Seeking solace in chocolate

Published by helen under Instant Calmer

Sometimes you have to admit defeat and invite friends for tea and cake.

  • Totally Chocolate Chocolate Chip Cookies

As any of your that read my (other) blog or Dougal’s will know, we are currently flat-hunting (with a view to buying) and it is getting us down. I won’t explain why; there is quite enough navel gazing going on at the aforementioned sites and it doesn’t generally relate to food. However, last night we were both feeling so fed up of being perturbed and of thinking of nothing but flats flats flats that we decided to invite Na and James over for tea and cake to occupy our minds for the evening.

The Totally Chocolate Choccy Chip cookies seemed ideal as they were even from the chapter entitled Instant Calmer. A big pot of tea (three bags of Clipper tea, one bag of Equal Exchange Earl Grey) and a milk jug and some leftover sticky chocolate gingerbread…and not too much talking about flats. It helped.
Eat me. I dare you! Cookies

The cookies were pretty amazing. Dead moist.
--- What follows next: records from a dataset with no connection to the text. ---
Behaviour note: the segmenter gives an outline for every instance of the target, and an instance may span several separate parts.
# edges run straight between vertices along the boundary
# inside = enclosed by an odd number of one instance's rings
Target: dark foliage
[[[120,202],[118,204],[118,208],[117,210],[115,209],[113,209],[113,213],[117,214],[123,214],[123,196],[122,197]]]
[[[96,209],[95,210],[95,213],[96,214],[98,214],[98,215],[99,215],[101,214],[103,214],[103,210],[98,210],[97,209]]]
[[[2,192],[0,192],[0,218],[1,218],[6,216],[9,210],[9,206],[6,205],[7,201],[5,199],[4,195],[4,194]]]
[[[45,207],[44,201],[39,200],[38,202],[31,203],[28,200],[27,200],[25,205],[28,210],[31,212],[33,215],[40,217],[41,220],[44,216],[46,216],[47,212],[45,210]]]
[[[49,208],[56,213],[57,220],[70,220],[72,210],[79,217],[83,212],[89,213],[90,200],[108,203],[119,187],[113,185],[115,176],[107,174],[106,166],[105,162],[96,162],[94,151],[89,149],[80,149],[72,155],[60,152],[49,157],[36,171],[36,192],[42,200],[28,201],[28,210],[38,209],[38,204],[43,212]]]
I liked the measuring out with an ice cream scoop idea; I always feel a bit overwhelmed being asked to make 12 equal sized portions from a big bowl of mix and having a set measuring device helped. In the end we had more like 14 (or was it 16) cookies but they were by no means too small. I took advice and froze half, so that we are now only ever 19 minutes plus hardening up time away from more chocolate nom.

In the Freezer

My only change, for next time, would be to halve the salt. I don’t mind a little salt in a cookie, I think it is important, even, but these were a little on the salty side. Also…350g of chocolate chips is a lot. We had 325g and you get several in every mouthful. I’m sure it wouldn’t be a crime to cut down on these. Although I suppose you might have to rename them Fairly Chocolate Chocolate Chip Cookies which might not cut it.

I took one to work today, and bought a 200ml bottle of milk (full cream, it’s all there was) to have with it. The combination was perfect. And as my mother will tell you, I don’t like milk.